Hacker News new | ask | show | jobs
by chimi 2442 days ago
The problem is, it's impossible to know if they are accurate without doing everything the computer was coded to do for you.
2 comments

This is not entirely true. When I implement a simulation, I specifically look for specific properties of the simulated system that can be checked, for example time evolution of total energy or (angular) momentum. If you have a decent set of properties with non-linear relationships between them, it is actually quite hard to have a misbehaving simulation that still produces corrrect values for these properties. In fact, these checks have led me to the discovery of bugs that would otherwise have been impossible to find because the sim output was just plausible enough.
This really rings true for me. I've also found that looking for several "known" properties within a complex model's behavior to be an effective way of rooting out subtle bugs. If the model isn't keying in on the obvious, it hardly has a chance of keying in on subtle unknown relationships. I've even gone so far as to optimize hyperparameters based off context specific properties, e.g., hunting for the model that has the most coherent output behavior with regard to a range of inputs (assuming that outputs are expected to have continuous behavior).

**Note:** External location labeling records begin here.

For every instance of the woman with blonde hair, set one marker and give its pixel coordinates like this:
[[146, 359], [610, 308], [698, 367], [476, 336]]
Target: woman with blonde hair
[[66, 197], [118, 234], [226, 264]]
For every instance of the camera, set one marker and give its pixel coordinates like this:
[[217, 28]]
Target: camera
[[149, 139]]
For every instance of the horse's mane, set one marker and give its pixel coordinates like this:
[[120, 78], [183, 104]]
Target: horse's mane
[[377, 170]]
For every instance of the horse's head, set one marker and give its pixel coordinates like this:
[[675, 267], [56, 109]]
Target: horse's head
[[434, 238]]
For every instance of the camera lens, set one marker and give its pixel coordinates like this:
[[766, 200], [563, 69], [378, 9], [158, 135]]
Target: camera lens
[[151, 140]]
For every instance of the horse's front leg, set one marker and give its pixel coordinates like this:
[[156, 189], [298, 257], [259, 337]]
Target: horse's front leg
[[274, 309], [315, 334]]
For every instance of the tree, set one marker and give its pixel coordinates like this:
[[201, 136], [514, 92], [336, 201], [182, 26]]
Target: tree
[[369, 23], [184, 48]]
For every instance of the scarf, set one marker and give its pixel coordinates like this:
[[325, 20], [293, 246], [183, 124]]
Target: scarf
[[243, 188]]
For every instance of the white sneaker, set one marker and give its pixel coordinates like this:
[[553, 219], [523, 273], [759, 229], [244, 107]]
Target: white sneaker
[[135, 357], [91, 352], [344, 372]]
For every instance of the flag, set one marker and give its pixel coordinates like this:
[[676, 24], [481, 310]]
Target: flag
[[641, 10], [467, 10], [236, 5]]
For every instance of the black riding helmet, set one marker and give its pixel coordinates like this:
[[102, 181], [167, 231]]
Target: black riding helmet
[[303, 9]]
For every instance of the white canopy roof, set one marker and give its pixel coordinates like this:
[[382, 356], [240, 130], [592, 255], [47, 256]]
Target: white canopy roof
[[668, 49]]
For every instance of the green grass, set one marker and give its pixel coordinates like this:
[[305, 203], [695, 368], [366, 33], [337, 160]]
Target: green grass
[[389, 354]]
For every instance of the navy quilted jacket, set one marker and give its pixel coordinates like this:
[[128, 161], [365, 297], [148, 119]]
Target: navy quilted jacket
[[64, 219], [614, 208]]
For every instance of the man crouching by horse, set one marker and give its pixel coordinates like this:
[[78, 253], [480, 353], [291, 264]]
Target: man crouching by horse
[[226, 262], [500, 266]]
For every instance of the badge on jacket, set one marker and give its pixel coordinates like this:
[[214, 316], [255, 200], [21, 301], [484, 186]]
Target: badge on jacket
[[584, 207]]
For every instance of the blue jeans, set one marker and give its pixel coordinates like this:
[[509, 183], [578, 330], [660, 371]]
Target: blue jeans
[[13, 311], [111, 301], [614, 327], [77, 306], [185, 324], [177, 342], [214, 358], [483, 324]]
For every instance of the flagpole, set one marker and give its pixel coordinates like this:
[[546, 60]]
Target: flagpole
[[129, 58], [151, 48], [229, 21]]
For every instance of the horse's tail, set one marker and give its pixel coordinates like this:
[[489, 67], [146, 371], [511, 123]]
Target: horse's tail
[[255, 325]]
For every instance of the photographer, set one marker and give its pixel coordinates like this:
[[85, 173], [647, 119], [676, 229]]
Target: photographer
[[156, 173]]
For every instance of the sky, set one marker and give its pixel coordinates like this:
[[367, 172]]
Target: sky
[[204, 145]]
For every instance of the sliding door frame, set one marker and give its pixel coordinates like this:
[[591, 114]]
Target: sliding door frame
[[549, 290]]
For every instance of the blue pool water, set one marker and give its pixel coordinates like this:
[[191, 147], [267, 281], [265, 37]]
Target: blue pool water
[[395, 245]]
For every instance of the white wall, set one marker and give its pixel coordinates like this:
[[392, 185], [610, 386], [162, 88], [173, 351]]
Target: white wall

https://sproutling.ai/blog/harvest-simulations?jm

https://sproutling.ai/blog/growth-simulations?jm

Well, the premise stated above is that whatever testing you, the "author", judge sufficient doesn't matter; accuracy comes only at the hands of the sacred code review!
I dare you to review dense code for numerical computations and actually spot bugs. This is really hard! Unit tests are actually much more reliable but they are limited to deterministic algorithms and models that have reasonable complexity, that is, it is viable to compute expected results by alternate means.
Code review is more about determining if you have the correct test cases to cover the algorithm, and a solid architecture for maintenance, than it is about algorithmic correctness.

Code review is a tool to push back on your manager ignoring testing: “Steve requested I add X tests.”

That's not necessarily true. We could start building correctness or equivalence proofs for the building blocks of research software, and maybe some day we could prove some meaningful equivalence between how the software is described, and how it actually works.